As discussed above, the past application of the Participatory Share Construction Law failed to prevent numerous violations of individuals’ rights by unfair developers which was the main impetus for the further imposition of liability on developers. In addition, the procedure for imposing liability was not sufficiently clear and straightforward.

It appears that the SCL Amendments seek to resolve these problems by imposing the following sanctions for the violation of the Participatory Share Construction Law (and in particular for the improper raising of funds from individuals (including through using other types of schemes)):

  • Damages. An individual may claim: (a) the immediate refund of all amounts paid to the developer; (b) the payment of interest at double the statutory rate calculated in accordance with Article 395 of the RF Civil Code; and (c) the payment of damages (in addition to the payment of interest at double the statutory rate calculated in accordance with Article 395 of the RF Civil Code on such amounts).  
  • Administrative Fines. A developer (a legal entity) may be held administratively liable in an amount varying from RUB 500,000 to RUB 1,000,000 (approximately EUR 12,755 to EUR 25,510). The officers of the developer may be held administratively liable in an amount varying from RUB 20,000 to RUB 50,000 (approximately EUR 510 - EUR 1,275). Please note that administrative liability may be imposed on the developer (and its officers) for each violation of the Participatory Share Construction Law separately so that raising funds from each individual in violation of the Participatory Share Construction Law will trigger administrative liability in each case on the developer.  
  • Challenge in Courts. The SCL Amendments expressly provide that a transaction entered into in violation of the Participatory Share Construction Law may be challenged in court (but note that such a transaction is not deemed to be void from the moment when it was made, but only from the moment when the court overturns it). The statute of limitations for bringing such a challenge is one year from the date when an interested person learned or should have learned of the violation. This claim can only be brought by the individual who entered into the relevant transaction.

Application of the SCL Amendments in Practice

At the time of drafting the SCL Amendments, there was discussion about making the law retroactive to apply to those agreements which were already in effect.
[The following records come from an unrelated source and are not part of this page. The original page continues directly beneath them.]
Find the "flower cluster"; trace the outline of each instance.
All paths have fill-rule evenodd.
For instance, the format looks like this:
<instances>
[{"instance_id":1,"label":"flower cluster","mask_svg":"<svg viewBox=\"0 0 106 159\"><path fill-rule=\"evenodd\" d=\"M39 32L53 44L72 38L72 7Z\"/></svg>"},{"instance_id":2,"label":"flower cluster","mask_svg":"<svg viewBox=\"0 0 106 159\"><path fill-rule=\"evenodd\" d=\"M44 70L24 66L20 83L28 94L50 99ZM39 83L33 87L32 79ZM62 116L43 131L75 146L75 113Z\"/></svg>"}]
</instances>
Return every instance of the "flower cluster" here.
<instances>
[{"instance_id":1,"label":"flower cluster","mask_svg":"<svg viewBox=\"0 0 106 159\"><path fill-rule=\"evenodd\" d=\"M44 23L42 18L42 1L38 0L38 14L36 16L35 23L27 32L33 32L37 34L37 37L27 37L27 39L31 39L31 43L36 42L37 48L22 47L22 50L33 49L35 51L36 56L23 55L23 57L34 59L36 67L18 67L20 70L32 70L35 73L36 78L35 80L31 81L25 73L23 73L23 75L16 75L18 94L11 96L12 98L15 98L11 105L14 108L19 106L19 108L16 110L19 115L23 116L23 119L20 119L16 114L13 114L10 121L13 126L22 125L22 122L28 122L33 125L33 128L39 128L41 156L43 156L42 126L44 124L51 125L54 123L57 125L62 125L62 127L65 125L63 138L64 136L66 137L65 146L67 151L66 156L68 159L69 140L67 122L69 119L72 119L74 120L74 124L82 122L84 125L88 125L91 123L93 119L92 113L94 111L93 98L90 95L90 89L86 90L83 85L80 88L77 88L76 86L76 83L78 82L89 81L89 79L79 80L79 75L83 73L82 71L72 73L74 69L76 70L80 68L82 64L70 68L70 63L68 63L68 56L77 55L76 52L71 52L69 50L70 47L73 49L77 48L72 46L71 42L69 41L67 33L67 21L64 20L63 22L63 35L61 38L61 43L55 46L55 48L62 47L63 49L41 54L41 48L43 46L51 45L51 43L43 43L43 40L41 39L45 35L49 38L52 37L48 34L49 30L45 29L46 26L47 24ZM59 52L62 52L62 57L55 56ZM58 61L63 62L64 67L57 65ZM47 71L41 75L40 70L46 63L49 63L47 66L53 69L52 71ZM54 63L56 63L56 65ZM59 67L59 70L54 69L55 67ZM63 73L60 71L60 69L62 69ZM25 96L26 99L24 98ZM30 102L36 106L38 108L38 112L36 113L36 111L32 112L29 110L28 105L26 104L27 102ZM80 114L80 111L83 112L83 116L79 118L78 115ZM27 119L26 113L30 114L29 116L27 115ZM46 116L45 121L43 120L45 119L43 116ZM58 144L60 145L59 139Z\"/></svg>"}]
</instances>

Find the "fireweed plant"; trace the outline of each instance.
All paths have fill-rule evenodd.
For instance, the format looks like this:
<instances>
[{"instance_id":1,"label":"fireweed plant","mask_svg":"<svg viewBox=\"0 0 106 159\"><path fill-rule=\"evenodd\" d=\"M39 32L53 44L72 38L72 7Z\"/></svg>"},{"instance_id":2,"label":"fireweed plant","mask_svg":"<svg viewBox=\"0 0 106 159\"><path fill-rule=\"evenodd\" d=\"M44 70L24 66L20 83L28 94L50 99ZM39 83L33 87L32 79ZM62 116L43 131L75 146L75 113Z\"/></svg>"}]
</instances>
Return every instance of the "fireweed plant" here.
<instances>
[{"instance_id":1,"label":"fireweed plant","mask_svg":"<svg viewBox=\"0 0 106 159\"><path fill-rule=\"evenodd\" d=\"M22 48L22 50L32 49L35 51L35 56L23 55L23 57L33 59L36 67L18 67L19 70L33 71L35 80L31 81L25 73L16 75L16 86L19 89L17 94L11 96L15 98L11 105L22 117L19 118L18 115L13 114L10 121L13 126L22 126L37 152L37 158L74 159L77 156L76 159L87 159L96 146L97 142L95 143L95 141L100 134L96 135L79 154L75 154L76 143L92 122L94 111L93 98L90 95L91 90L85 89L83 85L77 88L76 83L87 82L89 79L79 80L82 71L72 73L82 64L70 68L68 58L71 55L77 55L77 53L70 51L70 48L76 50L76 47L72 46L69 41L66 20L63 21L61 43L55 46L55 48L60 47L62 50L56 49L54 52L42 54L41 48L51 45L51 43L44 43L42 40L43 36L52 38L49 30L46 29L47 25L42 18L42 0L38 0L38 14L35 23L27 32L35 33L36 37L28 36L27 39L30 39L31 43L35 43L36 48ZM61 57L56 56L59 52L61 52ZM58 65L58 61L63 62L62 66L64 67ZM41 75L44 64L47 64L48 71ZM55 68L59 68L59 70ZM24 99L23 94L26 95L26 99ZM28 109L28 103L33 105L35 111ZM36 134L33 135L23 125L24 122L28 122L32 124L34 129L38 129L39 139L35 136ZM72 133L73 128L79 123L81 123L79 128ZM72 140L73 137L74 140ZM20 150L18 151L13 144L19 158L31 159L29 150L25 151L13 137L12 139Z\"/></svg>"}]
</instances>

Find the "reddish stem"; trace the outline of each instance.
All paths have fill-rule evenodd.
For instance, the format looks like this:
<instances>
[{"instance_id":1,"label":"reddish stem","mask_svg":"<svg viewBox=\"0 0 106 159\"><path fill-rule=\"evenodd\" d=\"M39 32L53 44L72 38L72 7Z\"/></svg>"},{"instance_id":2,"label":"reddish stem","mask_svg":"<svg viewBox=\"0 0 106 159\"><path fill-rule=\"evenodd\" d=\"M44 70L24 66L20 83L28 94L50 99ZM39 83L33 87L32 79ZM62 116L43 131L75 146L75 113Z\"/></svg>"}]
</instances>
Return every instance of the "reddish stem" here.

However, it appears the SCL Amendments do not include such a provision. Nevertheless, since the SCL Amendments are relatively new and there appear to be no reported cases interpreting the new law, it is possible that courts could attempt to apply them retroactively. Thus, it is advisable (where possible and applicable) for developers to proceed with converting agreements entered into under other schemes into participatory share construction agreements to ensure compliance with these recent Russian law changes and to avoid any negative implications in this respect in the future.